El periodista-mensajero siempre corre peligro de ser escarnecido. Estos últimos días se han prodigado los ataques contra Jordi Évole acusándolo de dar voz al fascismo. Su entrevista a la que fuera secretaria general del Grupo Parlamentario de Vox en el Congreso Macarena Olona ha levantado tantas críticas como expectación. A los quejosos –de derechas y de izquierdas— les trae sin cuidado que las confesiones de la entrevistada sean relevantes, que aflore el malestar latente en el seno del partido e insinúe poderes ocultos. A mí, al igual que a muchos ciudadanos, el tema me atrae. El expresidente del Senado Manuel Cruz no se cansa de repetir que en este país hay más gente dispuesta a proclamar lo que rechaza que en mostrar lo que propone.
¿Voz al fascismo? No me gustan los debates nominalistas rebozados de apriorismos y pasión. Quizás por deformación académica me niego a etiquetar a Vox como un partido fascista. No vean en ello benevolencia ni justificación alguna. Todo lo contrario. Tan solo expreso el deseo de recuperar el nombre especifico de las cosas. Santiago Abascal no es un Ramiro Ledesma Ramos ni un Onésimo Redondo, es tan solo un político ultrarreaccionario y conservador. Vox no es el típico colectivo de nostálgicos que desfila con camisas negras, pardas o azules y banderas rojigualdas estampadas con una ave rapaz. Nada de eso. Vox es la versión carpetovetónica de los Donald Trump y Bolsonaro. Lo de Vox es una amalgama de pensamiento antifeminista sazonado con negacionismo histórico y laissez faire climático. Es también una puesta al día del integrismo reaccionario del viejo carlismo, de la verborrea parlamentaria del Partido Nacionalista Español de José Albiñana y de los escritos de Vázquez de Mella. Eso sí, con guiños y referencias constantes a personajes de la extrema derecha global como Aleksandr Dugin –amigo de Putin— y envidia manifiesta a Marine Le Pen y Giorgia Meloni. Es también un regreso al Gabriele D’Annunzio que creó para sí, y para los suyos, una burbuja irreal y un discurso que la lógica política se encargó de doblegar. Por cierto, el mismo D’Annunzio que Jordi Pujol cita en sus primeros escritos recién reeditados. Guste o no, Vox está ahí, en las instituciones, con un nutrido grupo de concejales y diputados cogobernando en Castilla y León. Y todos sabemos que su ascenso no obedece a unas elaboradas y atractivas propuestas programáticas, si no a la explotación –sin duda demagógica— de las asignaturas pendientes que los gobiernos de turno no han logrado aprobar.
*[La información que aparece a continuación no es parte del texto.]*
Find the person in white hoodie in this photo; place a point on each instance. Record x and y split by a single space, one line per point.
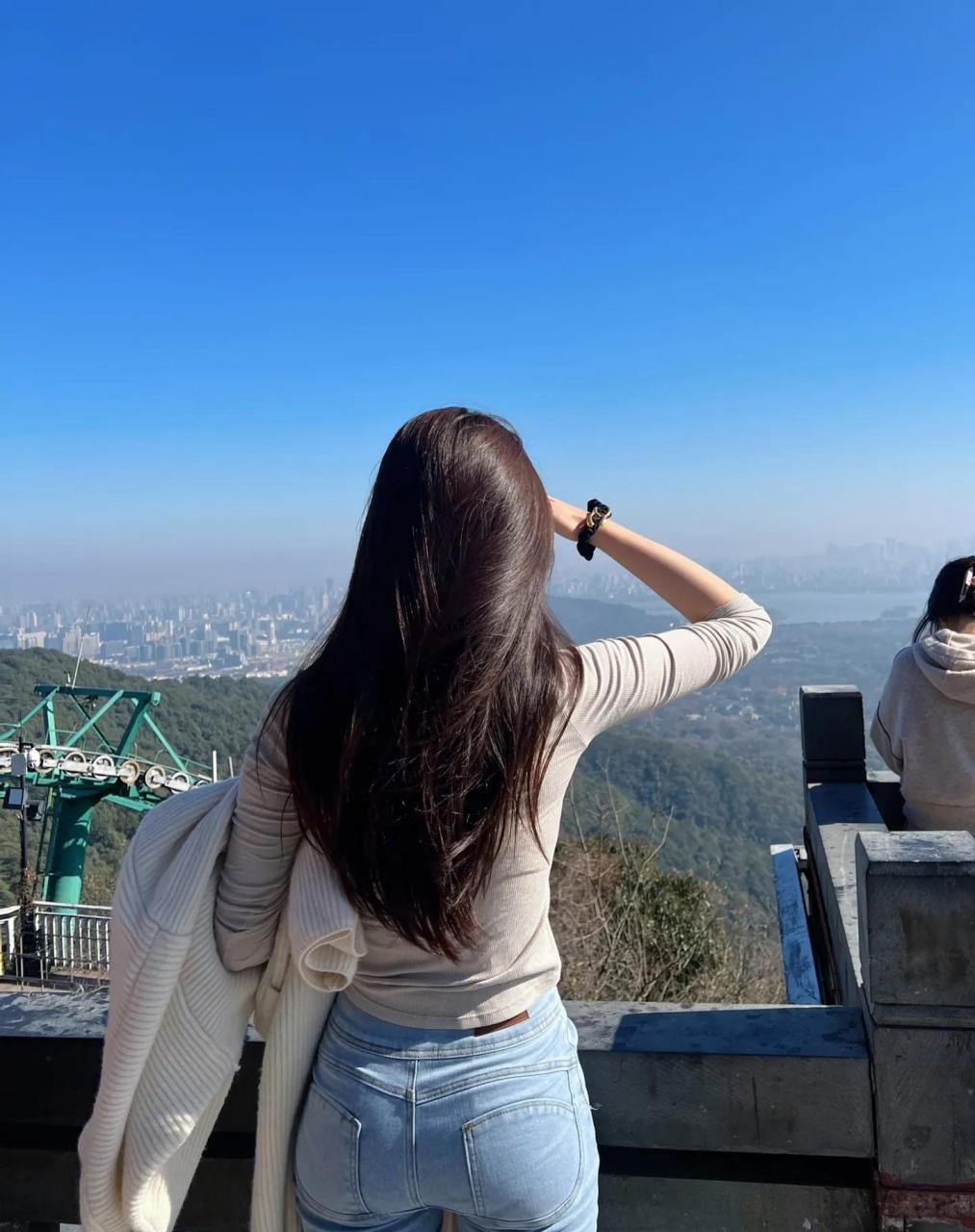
925 722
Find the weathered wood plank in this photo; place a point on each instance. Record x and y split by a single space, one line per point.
219 1194
676 1204
802 981
750 1079
721 1078
834 814
917 918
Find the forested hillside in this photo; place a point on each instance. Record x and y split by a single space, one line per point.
724 808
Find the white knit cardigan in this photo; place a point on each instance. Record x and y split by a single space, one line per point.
178 1019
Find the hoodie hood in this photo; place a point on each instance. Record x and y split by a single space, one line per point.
948 662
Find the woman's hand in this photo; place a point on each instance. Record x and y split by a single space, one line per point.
567 519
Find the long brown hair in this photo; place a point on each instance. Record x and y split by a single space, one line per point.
949 597
421 730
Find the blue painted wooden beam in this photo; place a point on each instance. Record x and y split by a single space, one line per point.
802 981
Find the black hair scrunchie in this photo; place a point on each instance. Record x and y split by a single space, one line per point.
596 514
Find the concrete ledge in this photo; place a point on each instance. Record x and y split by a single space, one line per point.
659 1077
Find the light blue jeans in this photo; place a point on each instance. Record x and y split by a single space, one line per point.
402 1122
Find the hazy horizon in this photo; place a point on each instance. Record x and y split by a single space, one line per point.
714 264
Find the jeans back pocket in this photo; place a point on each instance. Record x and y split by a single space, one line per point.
524 1161
327 1157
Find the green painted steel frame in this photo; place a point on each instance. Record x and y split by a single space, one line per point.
73 805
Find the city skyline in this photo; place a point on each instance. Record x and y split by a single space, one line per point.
715 265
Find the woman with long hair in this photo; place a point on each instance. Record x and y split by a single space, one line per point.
424 748
925 724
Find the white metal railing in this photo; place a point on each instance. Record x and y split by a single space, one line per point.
9 922
71 940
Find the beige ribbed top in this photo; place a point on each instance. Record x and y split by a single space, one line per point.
517 960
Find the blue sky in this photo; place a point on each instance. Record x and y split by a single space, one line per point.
715 262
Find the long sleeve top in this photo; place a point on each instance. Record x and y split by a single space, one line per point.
515 960
925 730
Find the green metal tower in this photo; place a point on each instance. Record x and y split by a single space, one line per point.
79 766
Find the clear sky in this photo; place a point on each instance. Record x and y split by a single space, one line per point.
714 260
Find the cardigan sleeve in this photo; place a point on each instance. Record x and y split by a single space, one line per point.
627 677
264 838
885 729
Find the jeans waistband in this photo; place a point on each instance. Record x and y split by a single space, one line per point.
361 1029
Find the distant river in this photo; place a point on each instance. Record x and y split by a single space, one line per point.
825 607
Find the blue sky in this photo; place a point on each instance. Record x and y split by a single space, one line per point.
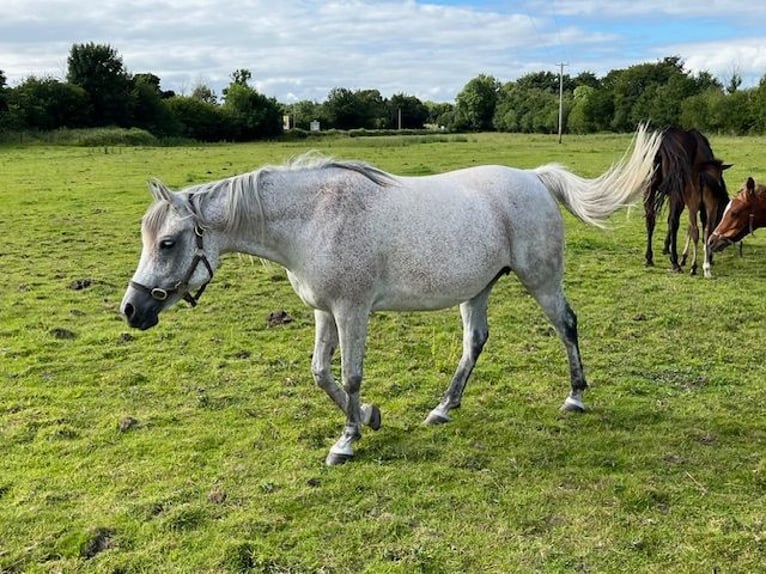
301 49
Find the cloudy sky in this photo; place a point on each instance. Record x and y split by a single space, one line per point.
301 49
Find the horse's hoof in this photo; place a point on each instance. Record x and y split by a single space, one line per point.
371 416
337 458
572 405
435 418
375 418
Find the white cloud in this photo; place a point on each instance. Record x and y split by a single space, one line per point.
300 49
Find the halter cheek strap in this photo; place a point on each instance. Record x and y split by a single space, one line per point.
163 293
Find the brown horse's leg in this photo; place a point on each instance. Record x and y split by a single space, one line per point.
651 219
694 235
673 220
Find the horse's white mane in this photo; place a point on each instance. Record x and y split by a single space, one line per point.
244 207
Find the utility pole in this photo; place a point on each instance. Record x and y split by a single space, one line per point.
561 97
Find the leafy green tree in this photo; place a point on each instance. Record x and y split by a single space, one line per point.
98 69
253 115
578 121
440 114
204 93
346 110
5 117
521 108
200 120
149 107
475 104
304 112
411 110
586 79
47 104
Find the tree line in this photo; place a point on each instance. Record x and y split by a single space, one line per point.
99 91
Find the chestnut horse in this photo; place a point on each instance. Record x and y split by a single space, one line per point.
745 214
689 175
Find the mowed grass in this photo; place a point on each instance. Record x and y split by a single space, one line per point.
198 446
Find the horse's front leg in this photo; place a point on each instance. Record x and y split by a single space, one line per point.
707 229
651 218
694 235
325 343
352 334
672 237
475 334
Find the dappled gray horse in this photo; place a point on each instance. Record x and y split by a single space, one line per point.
355 239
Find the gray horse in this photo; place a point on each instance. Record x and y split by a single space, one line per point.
355 239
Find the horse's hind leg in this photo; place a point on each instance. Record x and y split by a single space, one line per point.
564 320
325 343
475 333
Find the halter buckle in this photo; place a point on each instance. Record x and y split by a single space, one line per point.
159 294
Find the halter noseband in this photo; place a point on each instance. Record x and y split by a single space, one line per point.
162 293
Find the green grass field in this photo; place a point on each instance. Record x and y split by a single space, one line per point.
199 446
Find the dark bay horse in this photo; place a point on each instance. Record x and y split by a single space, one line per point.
687 174
745 213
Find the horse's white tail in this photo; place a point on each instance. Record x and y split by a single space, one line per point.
593 200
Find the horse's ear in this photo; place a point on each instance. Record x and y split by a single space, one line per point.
161 192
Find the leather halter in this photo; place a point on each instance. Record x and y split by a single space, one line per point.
182 287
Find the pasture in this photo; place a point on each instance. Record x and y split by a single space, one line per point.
199 446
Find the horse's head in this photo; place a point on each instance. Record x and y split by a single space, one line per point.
745 213
178 257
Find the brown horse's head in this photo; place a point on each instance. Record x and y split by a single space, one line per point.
745 213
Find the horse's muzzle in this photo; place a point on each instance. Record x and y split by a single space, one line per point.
140 311
718 243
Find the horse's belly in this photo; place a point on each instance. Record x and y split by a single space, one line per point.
426 293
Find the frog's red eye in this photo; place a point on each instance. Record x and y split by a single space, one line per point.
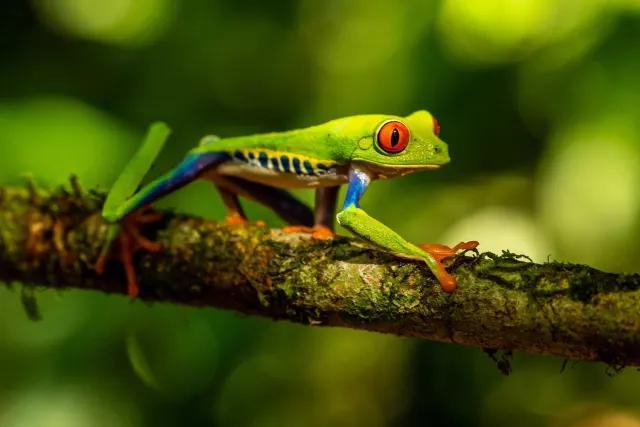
393 137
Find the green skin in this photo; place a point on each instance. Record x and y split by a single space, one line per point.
342 151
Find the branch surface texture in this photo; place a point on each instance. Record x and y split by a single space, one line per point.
52 239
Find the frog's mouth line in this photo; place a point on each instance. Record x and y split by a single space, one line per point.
382 171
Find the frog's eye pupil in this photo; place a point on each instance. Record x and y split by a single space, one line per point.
393 136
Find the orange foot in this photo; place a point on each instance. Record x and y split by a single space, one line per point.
235 219
318 232
129 241
440 252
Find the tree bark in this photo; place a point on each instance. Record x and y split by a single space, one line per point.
52 239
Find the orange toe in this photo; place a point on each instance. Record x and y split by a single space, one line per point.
318 232
440 252
297 229
235 219
322 233
129 241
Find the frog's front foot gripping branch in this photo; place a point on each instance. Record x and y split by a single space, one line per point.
360 223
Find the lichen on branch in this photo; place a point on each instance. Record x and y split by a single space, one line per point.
52 239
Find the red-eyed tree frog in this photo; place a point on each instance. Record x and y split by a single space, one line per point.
353 150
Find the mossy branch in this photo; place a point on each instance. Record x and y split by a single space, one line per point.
52 239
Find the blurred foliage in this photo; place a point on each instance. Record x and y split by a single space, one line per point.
538 100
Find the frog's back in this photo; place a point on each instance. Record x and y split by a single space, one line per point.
310 157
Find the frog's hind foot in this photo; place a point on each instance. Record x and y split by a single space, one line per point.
129 241
440 252
318 232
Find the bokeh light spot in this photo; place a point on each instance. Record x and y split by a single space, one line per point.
589 194
123 22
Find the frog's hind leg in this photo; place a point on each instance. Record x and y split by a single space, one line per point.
235 213
286 206
324 217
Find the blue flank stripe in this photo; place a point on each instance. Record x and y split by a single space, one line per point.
264 160
296 166
274 164
285 163
308 168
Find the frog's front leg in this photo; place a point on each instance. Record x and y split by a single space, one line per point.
360 223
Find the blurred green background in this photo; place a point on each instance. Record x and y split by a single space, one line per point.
538 99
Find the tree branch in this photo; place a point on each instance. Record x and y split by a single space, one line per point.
53 238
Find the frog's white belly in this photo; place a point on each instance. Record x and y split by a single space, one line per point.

A saber: la inseguridad ciudadana, la inmigración, el conflicto territorial y las políticas de género. Ahí está el combustible que ha llevado a los reaccionarios a las instituciones y no la exaltación del fascismo.
Se lo dijo en cierta ocasión Giulio Andreotti a Alfonso Guerra: “Es verdad que el Gobierno desgasta al que lo ejerce, pero mucho más desgasta la oposición”. Y en Vox se aprecia ya la fatiga de los materiales. En este sentido el caso de Macarena Olona deviene paradigmático. Los pésimos resultados obtenidos en las elecciones andaluzas actuaron como detonante. Su salida de la dirección dejó al descubierto la falta de unidad del partido y el descontento de las bases. Las ruedas de prensa de la alicantina denunciando la ausencia de democracia interna, el amago de creación de un nuevo partido, la retirada de Ortega Smith y el caos alrededor de Ramón Tamames han desestabilizado a Vox. Las insinuaciones de Macarena Olona en el programa de Jordi Évole de La Sexta proyectan sobre el partido que capitanea Santiago Abascal numerosos interrogantes. Macarena Olona lanza preguntas interesantes sobre la naturaleza de Vox tales como: ¿quién manda desde la nube? ¿Es Vox, por ventura, un partido oscuro? Tiempo al tiempo para obtener respuestas. Los cordones sanitarios de los radicales, autodenominados antifascistas, suelen fallar. El abecé de la política recomienda escuchar y estudiar al adversario para, posteriormente, opinar y actuar con conocimiento de causa.